2 Nisan 2011 Cumartesi

Style Magazine Röportajı

Jenarasyondaki değişimin ilk örneği Robert Pattinson; 24 yaşında, Hollywood'da yaşayan bir İngiliz, büyük gişe yapan Alacakaranlık’ın solgun yüzlü vampiri Edward Cullen'ı canlandırarak dünyaca tanındı (ve daha da öncesinde Harry Potter serisinde Hogwarts’ın örnek öğrencisiydi) . Şaka yollu kendisinin "önemli olmayan, sadece otellerde yaşayarak dünyayı dolaşan" biri olduğunu itiraf ediyor. Her nasılsa sosyal ağ sayesinde Robert’ı bir yıldıza dönüştüren Facebook kullanıcılarını bile şaşırtan erkeksi bir kimlik yarattı. Bugün onun için önemli bir gün: yeni filmi, Water for Elephants'ın tanıtımını yapıyor. Pattinson, Sara Gruen'in çok satan kitabından uyarlanan, sirkte geçen, melodramatik bir filmin başrol oyuncusu.

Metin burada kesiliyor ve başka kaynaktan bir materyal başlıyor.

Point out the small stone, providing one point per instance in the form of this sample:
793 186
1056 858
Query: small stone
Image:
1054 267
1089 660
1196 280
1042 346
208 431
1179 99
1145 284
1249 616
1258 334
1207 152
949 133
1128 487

Bir gençlik idolüyken şimdi gerçek bir oyuncu olarak sınanıyorsun.

Christoph Waltz ile çalışma fırsatı buldum ve onun karısı Marlena'ya (Reese) aşık oldum. Sirkle seyahat ederken Amerika'nın Hollywood'dan çok uzak bölgelerini ziyaret ettim. Bu filmde, hayatta oldugu gibi, karanlık sırlar var. Ayrıca bu hikayede hayat kurtaran aşk fikri -ki bende inanıyorum- var. Kalitesiz değilim ama romantik bir ruha sahibim.

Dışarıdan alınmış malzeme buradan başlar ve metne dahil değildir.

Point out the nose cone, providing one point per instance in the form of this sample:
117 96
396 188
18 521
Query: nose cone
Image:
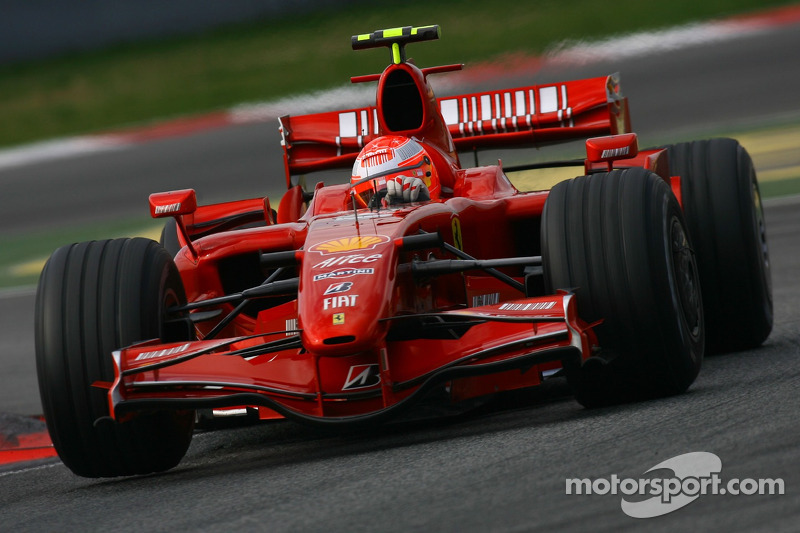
345 293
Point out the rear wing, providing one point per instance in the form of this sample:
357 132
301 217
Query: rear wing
531 115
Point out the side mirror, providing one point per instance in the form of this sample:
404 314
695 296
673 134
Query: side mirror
609 149
173 203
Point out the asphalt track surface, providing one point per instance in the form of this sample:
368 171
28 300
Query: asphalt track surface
503 468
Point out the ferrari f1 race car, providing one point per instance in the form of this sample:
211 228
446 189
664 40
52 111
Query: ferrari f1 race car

Kızlarla iyi anlaşıyor musun?

İki kız kardeşle büyüdüm ve kadınlara karşı büyük saygım var. Erdem yoksunu insanlardan nefret ederim ve kendi vücutlarıyla başkalarını etkilemeye çalıştıklarında bu beni sıkar. Benim için seks ve duygular yan yanadır.

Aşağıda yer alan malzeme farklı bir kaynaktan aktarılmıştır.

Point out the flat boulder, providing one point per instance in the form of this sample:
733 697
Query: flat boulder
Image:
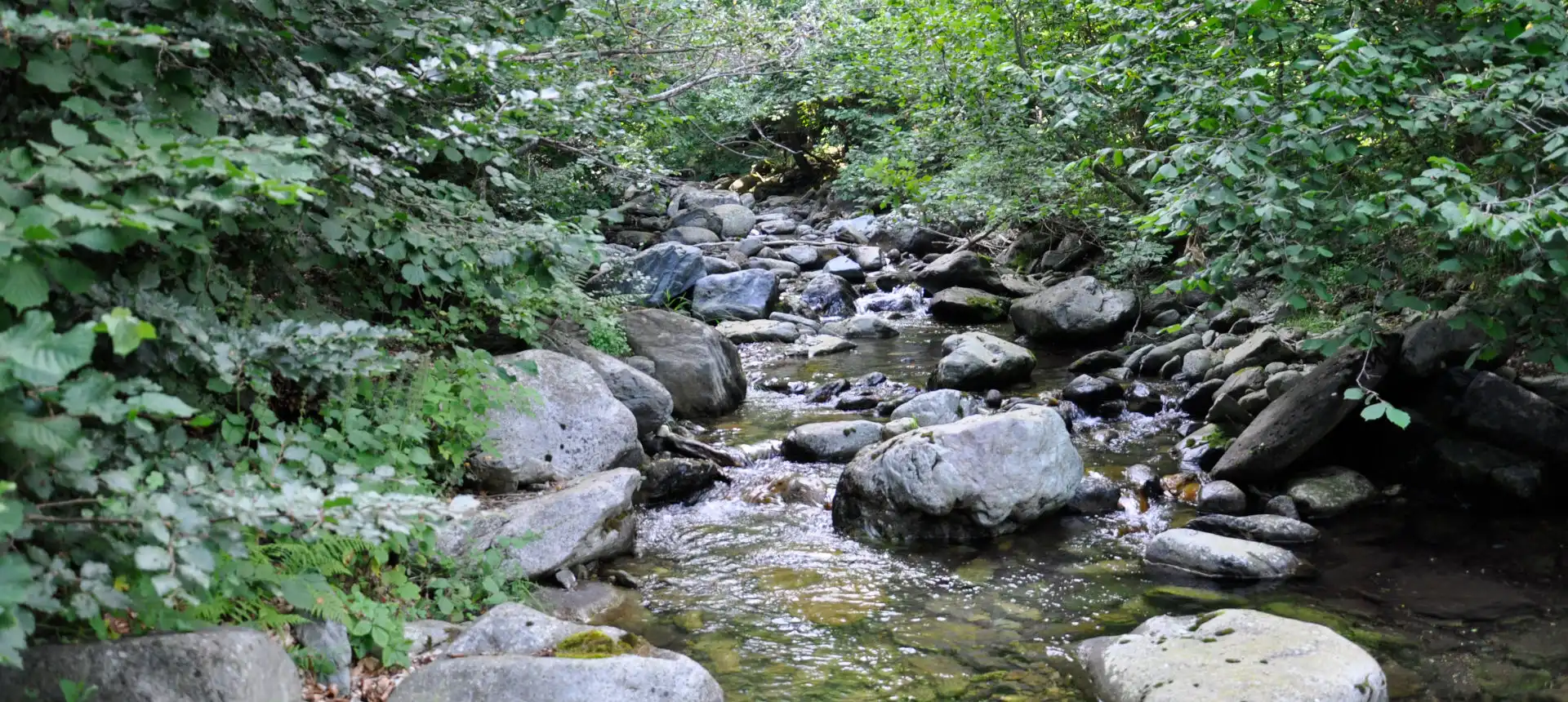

Müzisyen yanınız: İnsanlar sizin geceleri arkadaşlarınızla Tom Waits, Van Morrison ve Jeff Buckley dinleyerek geçirdiğinizi söylüyor.

Müzik benim hayata bakış açımın anahtarı. Buckley'nin hayatını oynayabilmek isterdim. Onun sesi, şarkı sözleri bana çok şey kattı. Onun yaratıcılığıyla, varoluşuyla, hatta 1997'de Mississippi'de boğularak ölüşüyle bile ilgileniyorum.


İnterneti ne tür şeyler için kullanırsın?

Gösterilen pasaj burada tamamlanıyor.